Trade body UKHospitality has said 900,000 jobs would be at risk if the sector was forced to close again without financial support, with CEO Kate Nicholls warning that debt will create a “difficult spiral” for businesses going forward. Her comments come as more than 175 publicans signed an open letter to the prime minister predicting that a curfew – or stronger measures such as a second national lockdown – could devastate a sector “already on its knees”.


Microsoft buys game maker for $7.5bn

Microsoft is to buy Zenimax Media, owner of Bethesda Softworks, the maker of the popular Doom and Fallout video game franchises for $7.5bn. The move comes as Microsoft seeks to boost its library of games on Game Pass, its subscription service and prepares its new Xbox console for a fresh head-to-head with Sony's new PlayStation 5.

Iliad circles Polish mobile group Play

French telecoms group Iliad announced yesterday that it plans to acquire Polish mobile provider Play in a €3.5bn deal. The move follows the company’s expansion into Ireland in 2017 and Italy in 2018.

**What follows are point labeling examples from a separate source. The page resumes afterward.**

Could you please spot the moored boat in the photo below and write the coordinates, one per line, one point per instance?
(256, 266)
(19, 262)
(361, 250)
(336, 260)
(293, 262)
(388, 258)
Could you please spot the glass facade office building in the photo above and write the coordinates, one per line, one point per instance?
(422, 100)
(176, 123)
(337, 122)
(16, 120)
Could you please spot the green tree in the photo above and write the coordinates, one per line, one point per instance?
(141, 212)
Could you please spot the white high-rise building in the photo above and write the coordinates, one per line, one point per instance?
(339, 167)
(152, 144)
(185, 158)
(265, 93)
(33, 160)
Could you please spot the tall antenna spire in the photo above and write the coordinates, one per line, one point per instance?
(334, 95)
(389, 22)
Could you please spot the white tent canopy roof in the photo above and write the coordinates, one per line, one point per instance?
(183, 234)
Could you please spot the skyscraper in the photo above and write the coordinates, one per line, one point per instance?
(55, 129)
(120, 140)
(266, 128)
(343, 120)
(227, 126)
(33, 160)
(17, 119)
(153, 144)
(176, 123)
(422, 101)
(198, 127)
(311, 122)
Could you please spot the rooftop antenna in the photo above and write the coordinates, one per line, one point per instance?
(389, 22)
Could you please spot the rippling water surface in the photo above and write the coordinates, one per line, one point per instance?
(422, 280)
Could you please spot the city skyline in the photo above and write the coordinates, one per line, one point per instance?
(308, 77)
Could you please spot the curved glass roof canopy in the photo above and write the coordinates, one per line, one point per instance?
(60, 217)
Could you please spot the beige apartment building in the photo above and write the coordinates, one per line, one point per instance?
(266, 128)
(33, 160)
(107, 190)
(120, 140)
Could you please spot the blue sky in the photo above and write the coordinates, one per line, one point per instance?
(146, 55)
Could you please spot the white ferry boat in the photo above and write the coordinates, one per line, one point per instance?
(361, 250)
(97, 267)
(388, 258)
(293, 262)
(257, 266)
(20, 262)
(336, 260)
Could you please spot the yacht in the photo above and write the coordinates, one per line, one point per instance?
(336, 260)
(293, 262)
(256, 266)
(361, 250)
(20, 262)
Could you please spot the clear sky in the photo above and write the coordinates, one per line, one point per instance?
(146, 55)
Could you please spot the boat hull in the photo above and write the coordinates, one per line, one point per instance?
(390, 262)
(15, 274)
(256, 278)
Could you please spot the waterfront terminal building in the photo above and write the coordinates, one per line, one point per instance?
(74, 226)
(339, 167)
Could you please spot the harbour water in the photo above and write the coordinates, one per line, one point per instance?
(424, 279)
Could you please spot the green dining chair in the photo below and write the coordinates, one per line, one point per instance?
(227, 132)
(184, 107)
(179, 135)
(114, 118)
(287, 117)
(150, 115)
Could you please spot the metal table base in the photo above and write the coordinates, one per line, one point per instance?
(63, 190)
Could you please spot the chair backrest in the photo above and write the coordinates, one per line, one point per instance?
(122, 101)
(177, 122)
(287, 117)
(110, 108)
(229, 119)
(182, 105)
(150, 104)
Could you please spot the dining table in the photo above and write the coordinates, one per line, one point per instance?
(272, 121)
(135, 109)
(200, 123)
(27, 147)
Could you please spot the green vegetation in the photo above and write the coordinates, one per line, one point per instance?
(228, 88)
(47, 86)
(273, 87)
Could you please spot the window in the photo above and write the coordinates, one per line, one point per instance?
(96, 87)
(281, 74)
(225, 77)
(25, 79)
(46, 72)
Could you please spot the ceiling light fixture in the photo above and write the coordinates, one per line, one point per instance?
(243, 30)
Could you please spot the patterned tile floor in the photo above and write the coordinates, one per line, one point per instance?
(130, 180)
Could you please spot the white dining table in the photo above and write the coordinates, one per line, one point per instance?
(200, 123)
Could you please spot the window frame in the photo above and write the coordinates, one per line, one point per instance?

Facebook could withdraw from Europe over data row

Facebook has warned it could pull its service out of Europe if it is forced to stop transferring users' data to the US. The statement comes after the Irish Data Protection Commissioner suggested it would enforce a ECJ decision that such transfers of data break EU law.


G4S issues statement amid takeover pressure

In a statement to the stock exchange, G4S indicated that it is on track to make bigger profits this year than it did in 2019. CEO Ashley Almanza said lost revenues that it would normally expect from guarding airports and big sporting and music events had been offset by new business coming from the healthcare, financial services and retail sectors. The company is fending off a £3bn hostile takeover attack from Canadian rival Gardaworld, backed by BC Partners.


Superdry signals improved trading after annual loss

Superdry announced yesterday that its trading performance has improved in the months since April, despite uncertainty around the COVID-19 pandemic, as the fashion retailer swung to an annual loss due to lockdown-led store closures. The company said demand was gradually returning, with a major shift of customers to its online stores, but it had to discount heavily in the last few months to clear items that had accumulated in stores during lockdowns. Online sales for the 20 weeks to September 12th jumped 55.3%. Underlying pre-tax losses stood at £41.8m for the year to April 25th, down from a profit of £38m a year earlier, while group revenue fell 19.2% to £704.4m.


Global stocks sink on fears of new Covid lockdowns

Fears over a string of second lockdowns sent global stocks down on Monday – airlines, hotels and oil were all down while bank shares also suffered. Analysts said the moves were corrective rather than a repeat of the sell-offs witnessed in March. Britain's blue chip companies saw £50bn wiped off their value as investors bet new rules to minimise social contact would wreck the fragile economic rebound.